DHODH is a key enzyme in the synthesis pathway of pyridine from the beginning, so the antiviral activity of the drug will be further enhanced if the DHODH candidate drug found in this project is used in association with the inhibitor of the pyridine remediation pathway.
Went on, the paper confirms the therapeutic effect of S312 over Oseltamivir in severe mice infected with influenza virus, and then suggests that the combination of DAA and HTA is an effective strategy for antiviral therapy.
in the middle and late stages of viral infection (5-9 days after infection), Duffy has lost treatment, while the S312 can still play a 50% role in mouse rescue, if combined with Duffy can play a 100% rescue effect.
, such as influenza, new coronary pneumonia in the late stages of infection in the body will produce an excessive inflammatory response and thus induce a "cytokine storm."
article tested the albatross washes of diseased mice before and after the use of Duffy and S312 on the 14th day after influenza virus infection in mice, and found that DHODH inhibitors reduced IL6, MCP-1, IL5, KC/GRO (CXCL1), IL2, The levels of inflammation factors such as IFN-10, IP-10, IL9, TNF-alpha, GM-CSF, EPO, IL12p70, MIP3 alpha and IL17A/F not only effectively cut off nucleic acid sources to inhibit viral replication, but also inhibit the expression and release of excessive inflammatory factors, playing an antiviral and anti-inflammatory effect in the late stages of infection.
This paper not only found and verified that the target host cell DHODH inhibitors can play a broad-spectrum antiviral effect by inhibiting viral replication and regulating immunity, but also suggests that the old drug lefromet or Trifluoride may have better clinical application potential of anti-new coronavigic virus, which can meet the current clinical needs of new coronavigic pneumonia.
, the newly designed candidate drugs S312 and S416 are also expected to be developed as candidates for anti-RNA viruses, providing a reserve for future battles against acute infectious diseases of coronaviruses and other RNA viruses.
At present, the old drug fluoromet has been conducted in Wuhan University People's Hospital on the new coronary pneumonia (COVID-19), a multi-center, randomized, double-blind, controlled clinical trial for moderate, severe patients (clinical registration number: ChiCTR2000030058).
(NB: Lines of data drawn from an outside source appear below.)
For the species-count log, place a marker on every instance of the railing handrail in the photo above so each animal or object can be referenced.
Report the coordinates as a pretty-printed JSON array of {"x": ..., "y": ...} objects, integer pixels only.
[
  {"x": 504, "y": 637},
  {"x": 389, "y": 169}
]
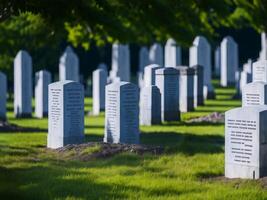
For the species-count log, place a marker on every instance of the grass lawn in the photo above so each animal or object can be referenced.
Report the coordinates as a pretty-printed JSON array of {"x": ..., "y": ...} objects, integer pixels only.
[{"x": 191, "y": 167}]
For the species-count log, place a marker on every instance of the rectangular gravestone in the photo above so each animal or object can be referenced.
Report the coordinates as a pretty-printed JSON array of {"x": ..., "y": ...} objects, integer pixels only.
[
  {"x": 42, "y": 80},
  {"x": 66, "y": 114},
  {"x": 23, "y": 85},
  {"x": 122, "y": 113},
  {"x": 259, "y": 71},
  {"x": 99, "y": 84},
  {"x": 150, "y": 105},
  {"x": 186, "y": 88},
  {"x": 167, "y": 80},
  {"x": 3, "y": 95}
]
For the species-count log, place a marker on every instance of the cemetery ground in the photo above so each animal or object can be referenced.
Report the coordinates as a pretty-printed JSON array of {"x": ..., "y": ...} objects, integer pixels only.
[{"x": 191, "y": 166}]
The results of sympathetic drug use in the early part of
showed that the detox time (median 5 days) of patients with oral fluoromet was significantly shorter than that of control patients under the same treatment conditions (median 11 days), with a statistically significant difference of p.0046.
, the level of acute inflammatory C-reactive protein decreased significantly in patients in the drug group, which confirmed the antiviral and anti-inflammatory effects of the drug.
addition, as a new concept anti-new coronary virus drug, fluoromet received full funding (1.5 million) from LifeArc UK, a leading public interest research organization in the field of pharmaceutical innovation, on 29 May 2020. Professor Li Honglin, who co-directed the International Multi-Centre Clinical Trials (DEFEAT-COVID study) with BRITISH clinical experts, is the initiator and lead scientist of the clinical trial and has been approved for clinical trials by the UK Medicines and Healthcare Products Authority (MHRA).